Fui mais uma vez chamado para atendimento no Hospital de Caravelas. Havia chegado uma ambulância da cidade Nova Viçosa com uma parturiente. A minha presença era requerida. 

     Célere, fui cumprir a minha obrigação. Lá chegando, de imediato, vi uma ambulância estacionada. No hall de espera estavam sentadas duas senhoras com vestes e desalinhadas. Nas suas cabeças, havia lenços de tecido claro denotando que foram brancos em tempos passados. Cumprimentei-as e entrei no consultório, onde a parturiente já se encontrava deitada.  

     Cumprimentei-a e procedi à anamnese.
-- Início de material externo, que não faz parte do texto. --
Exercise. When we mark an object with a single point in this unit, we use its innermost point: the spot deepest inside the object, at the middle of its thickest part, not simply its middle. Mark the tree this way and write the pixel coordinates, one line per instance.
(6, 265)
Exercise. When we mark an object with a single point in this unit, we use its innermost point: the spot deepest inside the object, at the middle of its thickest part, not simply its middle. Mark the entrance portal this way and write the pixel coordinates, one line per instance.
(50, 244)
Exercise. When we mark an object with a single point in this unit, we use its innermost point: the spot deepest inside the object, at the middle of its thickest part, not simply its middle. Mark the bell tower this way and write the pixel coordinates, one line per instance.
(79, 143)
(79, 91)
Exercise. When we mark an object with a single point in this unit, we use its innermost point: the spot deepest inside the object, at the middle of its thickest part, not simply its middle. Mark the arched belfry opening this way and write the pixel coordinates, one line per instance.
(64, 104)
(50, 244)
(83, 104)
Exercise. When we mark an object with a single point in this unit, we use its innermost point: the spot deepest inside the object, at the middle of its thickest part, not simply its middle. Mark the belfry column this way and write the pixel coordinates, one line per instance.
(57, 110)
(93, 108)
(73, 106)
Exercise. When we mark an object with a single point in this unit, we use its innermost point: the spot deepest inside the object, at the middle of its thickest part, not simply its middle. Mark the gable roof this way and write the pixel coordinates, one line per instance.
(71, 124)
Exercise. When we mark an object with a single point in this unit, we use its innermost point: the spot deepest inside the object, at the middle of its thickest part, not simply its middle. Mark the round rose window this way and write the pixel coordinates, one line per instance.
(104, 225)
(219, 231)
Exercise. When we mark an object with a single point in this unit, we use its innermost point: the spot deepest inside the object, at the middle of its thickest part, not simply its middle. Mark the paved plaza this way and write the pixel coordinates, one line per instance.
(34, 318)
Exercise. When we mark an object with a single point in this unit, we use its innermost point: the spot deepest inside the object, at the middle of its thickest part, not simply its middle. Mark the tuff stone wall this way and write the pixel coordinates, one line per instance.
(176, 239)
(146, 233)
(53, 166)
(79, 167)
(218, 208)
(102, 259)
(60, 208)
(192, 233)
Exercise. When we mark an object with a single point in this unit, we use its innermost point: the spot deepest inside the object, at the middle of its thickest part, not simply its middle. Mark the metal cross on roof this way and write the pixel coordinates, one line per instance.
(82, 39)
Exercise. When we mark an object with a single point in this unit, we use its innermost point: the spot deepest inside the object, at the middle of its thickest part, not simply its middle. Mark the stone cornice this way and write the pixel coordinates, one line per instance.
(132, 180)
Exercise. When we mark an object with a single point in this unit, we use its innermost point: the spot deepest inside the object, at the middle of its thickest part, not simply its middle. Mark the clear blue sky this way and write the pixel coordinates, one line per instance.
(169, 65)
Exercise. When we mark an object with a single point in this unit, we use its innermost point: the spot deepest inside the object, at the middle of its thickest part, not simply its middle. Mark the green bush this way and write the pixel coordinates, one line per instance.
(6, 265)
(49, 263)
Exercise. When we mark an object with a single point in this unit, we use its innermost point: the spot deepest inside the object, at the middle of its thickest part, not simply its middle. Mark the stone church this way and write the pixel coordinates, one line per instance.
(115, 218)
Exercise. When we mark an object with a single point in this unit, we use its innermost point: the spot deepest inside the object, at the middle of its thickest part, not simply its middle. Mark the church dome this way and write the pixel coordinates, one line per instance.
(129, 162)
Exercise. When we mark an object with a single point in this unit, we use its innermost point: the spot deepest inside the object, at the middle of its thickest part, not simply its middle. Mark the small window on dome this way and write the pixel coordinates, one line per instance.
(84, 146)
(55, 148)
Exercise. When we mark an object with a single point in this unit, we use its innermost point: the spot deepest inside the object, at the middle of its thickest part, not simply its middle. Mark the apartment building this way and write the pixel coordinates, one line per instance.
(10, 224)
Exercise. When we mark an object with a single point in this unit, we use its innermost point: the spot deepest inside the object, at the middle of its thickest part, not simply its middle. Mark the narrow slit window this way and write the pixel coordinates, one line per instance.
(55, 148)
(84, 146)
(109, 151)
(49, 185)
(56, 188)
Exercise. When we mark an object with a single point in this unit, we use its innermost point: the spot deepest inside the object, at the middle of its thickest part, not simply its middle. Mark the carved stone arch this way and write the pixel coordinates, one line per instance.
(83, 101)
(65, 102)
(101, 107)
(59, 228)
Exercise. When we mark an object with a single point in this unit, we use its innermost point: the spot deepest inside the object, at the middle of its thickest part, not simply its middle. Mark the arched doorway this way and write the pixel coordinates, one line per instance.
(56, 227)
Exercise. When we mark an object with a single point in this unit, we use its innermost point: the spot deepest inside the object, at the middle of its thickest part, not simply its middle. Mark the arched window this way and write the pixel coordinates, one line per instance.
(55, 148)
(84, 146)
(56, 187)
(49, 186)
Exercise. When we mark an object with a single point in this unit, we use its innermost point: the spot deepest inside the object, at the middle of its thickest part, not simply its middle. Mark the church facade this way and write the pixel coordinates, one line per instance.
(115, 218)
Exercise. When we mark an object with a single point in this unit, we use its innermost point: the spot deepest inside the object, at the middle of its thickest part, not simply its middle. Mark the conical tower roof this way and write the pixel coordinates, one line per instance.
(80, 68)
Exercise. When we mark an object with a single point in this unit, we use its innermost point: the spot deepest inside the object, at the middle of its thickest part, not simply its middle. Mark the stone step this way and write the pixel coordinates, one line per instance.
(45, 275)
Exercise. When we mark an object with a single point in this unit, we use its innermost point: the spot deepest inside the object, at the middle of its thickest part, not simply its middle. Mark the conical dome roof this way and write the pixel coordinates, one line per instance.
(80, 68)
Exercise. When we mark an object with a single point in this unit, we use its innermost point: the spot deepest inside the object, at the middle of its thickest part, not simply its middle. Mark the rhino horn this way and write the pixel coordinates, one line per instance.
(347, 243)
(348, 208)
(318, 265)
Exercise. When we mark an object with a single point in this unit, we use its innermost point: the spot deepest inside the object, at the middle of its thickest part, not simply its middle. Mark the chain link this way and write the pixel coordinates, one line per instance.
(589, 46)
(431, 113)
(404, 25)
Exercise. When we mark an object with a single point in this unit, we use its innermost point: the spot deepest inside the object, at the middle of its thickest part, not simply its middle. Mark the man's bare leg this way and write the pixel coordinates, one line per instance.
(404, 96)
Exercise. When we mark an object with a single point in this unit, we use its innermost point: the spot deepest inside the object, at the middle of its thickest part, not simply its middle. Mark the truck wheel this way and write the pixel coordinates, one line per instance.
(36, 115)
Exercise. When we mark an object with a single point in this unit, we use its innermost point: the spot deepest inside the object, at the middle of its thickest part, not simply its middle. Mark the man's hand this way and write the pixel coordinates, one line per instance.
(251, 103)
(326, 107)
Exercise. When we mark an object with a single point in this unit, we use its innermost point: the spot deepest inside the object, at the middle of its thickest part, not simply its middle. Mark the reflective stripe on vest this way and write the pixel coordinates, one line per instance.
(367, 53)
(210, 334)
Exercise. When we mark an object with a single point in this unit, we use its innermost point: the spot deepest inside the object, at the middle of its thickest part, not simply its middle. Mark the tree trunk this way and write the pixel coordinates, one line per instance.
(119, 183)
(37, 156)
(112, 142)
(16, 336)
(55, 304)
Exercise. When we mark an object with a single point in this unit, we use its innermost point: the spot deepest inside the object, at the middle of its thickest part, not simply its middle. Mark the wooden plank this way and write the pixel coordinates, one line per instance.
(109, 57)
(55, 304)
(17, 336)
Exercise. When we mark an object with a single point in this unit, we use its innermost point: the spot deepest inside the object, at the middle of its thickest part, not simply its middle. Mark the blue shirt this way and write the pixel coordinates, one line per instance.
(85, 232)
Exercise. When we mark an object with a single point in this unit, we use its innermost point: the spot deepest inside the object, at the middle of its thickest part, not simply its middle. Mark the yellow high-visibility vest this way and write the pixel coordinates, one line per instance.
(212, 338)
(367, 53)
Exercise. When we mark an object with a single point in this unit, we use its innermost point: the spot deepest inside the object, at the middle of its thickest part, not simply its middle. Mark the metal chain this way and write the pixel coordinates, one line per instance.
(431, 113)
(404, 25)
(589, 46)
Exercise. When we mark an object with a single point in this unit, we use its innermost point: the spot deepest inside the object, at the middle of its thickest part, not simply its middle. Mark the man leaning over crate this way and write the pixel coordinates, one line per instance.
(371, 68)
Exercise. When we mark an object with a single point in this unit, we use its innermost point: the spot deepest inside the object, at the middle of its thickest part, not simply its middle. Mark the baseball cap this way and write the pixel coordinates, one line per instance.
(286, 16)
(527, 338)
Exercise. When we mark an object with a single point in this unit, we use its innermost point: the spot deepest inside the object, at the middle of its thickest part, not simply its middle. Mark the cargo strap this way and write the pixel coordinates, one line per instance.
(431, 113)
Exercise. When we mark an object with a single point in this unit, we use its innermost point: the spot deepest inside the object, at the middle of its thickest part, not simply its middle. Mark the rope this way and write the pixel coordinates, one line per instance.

Tinha quarenta e nove anos, vinte anos de casada, sem filhos. Era a primeira gestação. A menstruação havia sido suspensa há cerca de nove meses. A barriga começou a crescer de modo lento. Não havia ido ao médico fazer o pré-natal. As dores começaram lentas há três dias, e as parteiras que a acompanhavam não conseguiram fazer o parto. Não sabia de doenças, como hipertensão e diabetes etc.  

     Passei a examiná-la. Medi a TA, o pulso, olhei as mucosas, auscultei o coração e o pulmão. O abdômen era globoso, uniformemente arredondado. Não delimitei útero, muito menos insinuações na pelve. Ao comprimir, não divisei estrutura que me levasse a pensar em útero grávido. 

     A ausculta de possíveis batimentos cardiofetais foi negativa. Finalmente, fiz um toque que me confirmou útero diminuto e móvel. Realmente não estava grávida. Descalcei as luvas, me sentei na cadeira e pedi que levantasse e sentasse defronte a mim. 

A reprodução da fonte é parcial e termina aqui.